Baghdad // For six long and sometimes terrifying years it had seemed the US army would forever be fighting on Iraq's soil. But with a pullout date now set and the latest announcement that 12,000 troops will be withdrawn by September, Iraqis are beginning to face the reality of a future free of occupation. Some harbour concerns about what will happen when the final US soldiers have left. Many others doubt that day will ever actually come; they are certain the military will want to find a way to stay past the deadlines.
Most Iraqis were suspicious of US motives for invading in 2003 and it is hard to find anyone who thinks the war has had much to do with democracy or freedom. Desire for oil, money, power or revenge are considered the real inspiration. Yet while a majority have wanted to see an end to the occupation almost from the moment it began, there remain real concerns about the withdrawal; that the government may not be strong enough to survive without US support, for example, or that religious militants will resume their currently stalled campaigns of violence. These worries are not being helped by a brewing economic crisis.
"Iraq is in a dangerous situation," said Abdul Wahid Rahman, a political analyst from Tikrit, Saddam Hussein's hometown. "Iraq is too dependent on oil and with the fall in oil prices, it means that in economic terms the situation is dire. That is likely to have a real effect on security. "If the economy were to collapse any further, the security we have could collapse as well. This is all very fragile. It may get bad enough that the Americans decide they cannot withdraw. I think that's a real possibility. There could be a real collapse, a return to chaos."
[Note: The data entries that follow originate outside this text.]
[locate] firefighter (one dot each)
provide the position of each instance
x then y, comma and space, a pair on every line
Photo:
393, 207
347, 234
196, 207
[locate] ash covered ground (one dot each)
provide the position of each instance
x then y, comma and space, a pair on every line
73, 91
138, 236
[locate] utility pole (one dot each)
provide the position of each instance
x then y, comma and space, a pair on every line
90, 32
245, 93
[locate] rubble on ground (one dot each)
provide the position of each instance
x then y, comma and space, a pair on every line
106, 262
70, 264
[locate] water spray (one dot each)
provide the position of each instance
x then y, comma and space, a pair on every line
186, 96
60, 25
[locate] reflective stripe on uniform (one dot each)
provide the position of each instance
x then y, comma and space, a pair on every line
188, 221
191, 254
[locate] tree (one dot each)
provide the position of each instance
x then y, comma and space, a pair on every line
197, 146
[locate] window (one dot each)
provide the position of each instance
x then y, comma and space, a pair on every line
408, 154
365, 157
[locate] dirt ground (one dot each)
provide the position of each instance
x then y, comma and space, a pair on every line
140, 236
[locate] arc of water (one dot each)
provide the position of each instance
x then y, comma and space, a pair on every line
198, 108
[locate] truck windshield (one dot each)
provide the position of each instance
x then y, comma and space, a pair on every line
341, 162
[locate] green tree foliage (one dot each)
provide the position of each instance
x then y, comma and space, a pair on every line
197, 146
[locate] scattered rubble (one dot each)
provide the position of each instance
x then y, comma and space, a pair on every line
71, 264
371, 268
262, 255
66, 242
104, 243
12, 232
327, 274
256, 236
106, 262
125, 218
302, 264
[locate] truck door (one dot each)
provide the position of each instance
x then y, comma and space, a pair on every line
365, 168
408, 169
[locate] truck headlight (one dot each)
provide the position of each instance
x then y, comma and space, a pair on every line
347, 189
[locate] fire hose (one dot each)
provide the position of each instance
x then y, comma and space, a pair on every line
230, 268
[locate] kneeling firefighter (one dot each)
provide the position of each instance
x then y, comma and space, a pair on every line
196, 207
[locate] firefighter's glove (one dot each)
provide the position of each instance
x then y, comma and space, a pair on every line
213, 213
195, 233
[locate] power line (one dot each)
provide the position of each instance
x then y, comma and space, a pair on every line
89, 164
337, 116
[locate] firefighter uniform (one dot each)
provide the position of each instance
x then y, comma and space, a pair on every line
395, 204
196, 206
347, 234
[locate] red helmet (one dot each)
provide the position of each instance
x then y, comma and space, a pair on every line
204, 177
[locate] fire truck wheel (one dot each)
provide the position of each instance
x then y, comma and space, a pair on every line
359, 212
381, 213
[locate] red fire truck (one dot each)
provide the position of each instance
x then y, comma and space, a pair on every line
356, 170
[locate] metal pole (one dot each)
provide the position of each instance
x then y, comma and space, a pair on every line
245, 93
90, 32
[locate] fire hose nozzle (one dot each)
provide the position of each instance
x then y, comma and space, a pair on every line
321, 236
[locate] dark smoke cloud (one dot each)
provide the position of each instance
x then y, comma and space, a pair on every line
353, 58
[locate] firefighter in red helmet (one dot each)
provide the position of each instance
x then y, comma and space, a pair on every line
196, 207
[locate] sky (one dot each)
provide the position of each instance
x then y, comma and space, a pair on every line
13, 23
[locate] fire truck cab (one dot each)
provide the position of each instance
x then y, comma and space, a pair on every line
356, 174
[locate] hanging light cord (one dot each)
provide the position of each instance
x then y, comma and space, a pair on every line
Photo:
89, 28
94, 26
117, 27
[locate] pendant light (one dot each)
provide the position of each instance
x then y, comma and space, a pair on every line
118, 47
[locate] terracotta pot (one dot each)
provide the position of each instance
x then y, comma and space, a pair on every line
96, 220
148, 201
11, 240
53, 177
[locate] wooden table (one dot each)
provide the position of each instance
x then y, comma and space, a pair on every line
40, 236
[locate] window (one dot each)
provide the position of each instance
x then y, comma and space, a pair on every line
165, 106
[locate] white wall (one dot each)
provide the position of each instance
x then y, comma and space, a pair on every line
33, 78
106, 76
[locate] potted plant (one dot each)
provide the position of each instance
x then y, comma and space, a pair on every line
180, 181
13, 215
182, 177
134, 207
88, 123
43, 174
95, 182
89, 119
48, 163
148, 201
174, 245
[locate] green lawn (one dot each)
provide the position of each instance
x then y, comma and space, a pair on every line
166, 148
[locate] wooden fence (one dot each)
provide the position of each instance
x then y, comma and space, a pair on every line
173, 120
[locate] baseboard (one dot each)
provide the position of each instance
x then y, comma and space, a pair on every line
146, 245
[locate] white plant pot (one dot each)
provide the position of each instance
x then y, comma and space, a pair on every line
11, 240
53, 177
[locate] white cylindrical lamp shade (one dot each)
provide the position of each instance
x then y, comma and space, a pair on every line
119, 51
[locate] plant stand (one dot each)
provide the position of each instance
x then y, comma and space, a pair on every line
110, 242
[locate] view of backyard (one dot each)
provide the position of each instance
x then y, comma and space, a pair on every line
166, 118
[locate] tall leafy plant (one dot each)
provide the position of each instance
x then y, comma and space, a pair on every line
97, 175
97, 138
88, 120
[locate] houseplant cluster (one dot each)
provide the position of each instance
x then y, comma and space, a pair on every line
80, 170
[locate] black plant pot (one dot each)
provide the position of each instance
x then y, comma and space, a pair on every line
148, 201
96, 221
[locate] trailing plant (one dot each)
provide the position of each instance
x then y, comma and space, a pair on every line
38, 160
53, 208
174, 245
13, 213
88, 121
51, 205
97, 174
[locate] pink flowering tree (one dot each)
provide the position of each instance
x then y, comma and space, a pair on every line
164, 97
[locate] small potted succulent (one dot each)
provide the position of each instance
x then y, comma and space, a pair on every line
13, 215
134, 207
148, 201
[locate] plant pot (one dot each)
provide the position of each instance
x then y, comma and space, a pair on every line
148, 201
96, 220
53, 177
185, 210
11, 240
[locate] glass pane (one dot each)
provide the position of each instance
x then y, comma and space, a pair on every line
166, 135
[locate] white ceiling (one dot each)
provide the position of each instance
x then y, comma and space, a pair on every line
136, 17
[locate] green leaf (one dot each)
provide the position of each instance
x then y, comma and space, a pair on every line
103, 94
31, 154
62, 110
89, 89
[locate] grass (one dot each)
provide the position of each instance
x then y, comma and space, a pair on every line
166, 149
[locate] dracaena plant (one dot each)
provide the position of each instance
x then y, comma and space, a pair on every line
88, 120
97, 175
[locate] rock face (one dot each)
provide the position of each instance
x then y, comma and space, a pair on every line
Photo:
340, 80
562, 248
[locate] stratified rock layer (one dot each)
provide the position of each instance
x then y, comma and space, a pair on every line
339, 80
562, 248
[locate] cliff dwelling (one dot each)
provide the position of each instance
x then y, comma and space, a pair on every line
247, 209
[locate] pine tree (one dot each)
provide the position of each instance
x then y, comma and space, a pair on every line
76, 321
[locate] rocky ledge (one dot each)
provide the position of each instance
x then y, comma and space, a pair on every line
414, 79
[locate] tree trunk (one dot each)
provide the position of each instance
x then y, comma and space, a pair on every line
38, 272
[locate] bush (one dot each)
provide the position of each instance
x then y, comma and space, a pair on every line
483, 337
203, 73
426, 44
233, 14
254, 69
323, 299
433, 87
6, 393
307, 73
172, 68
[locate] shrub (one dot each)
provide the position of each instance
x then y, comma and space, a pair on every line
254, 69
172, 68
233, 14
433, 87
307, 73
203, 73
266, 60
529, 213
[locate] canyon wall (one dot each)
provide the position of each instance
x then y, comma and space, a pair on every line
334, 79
This month, faced with falling oil revenues, Iraq's parliament agreed to a reduced budget and cut US$4.2 billion (Dh15bn) from the original spending plan. With the national economy dependent on public funds, any further drops in oil prices could leave the government facing huge deficits and forced to make further savings. The potential for severe economic problems, in a country where vast numbers of people live in poverty and rely on rationed food handouts, have prompted warnings from parliamentarians.
"We are lucky for now," Mahmoud Othman, an independent MP from Kurdistan was quoted as saying by the International Herald Tribune newspaper. "But we could face disaster in six months. I think the problem is coming." In a sign of how serious the situation is, MPs took a 10 per cent salary cut, bringing their monthly income for official duties down to $7,600. They still get $12,800 per month to pay for bodyguards.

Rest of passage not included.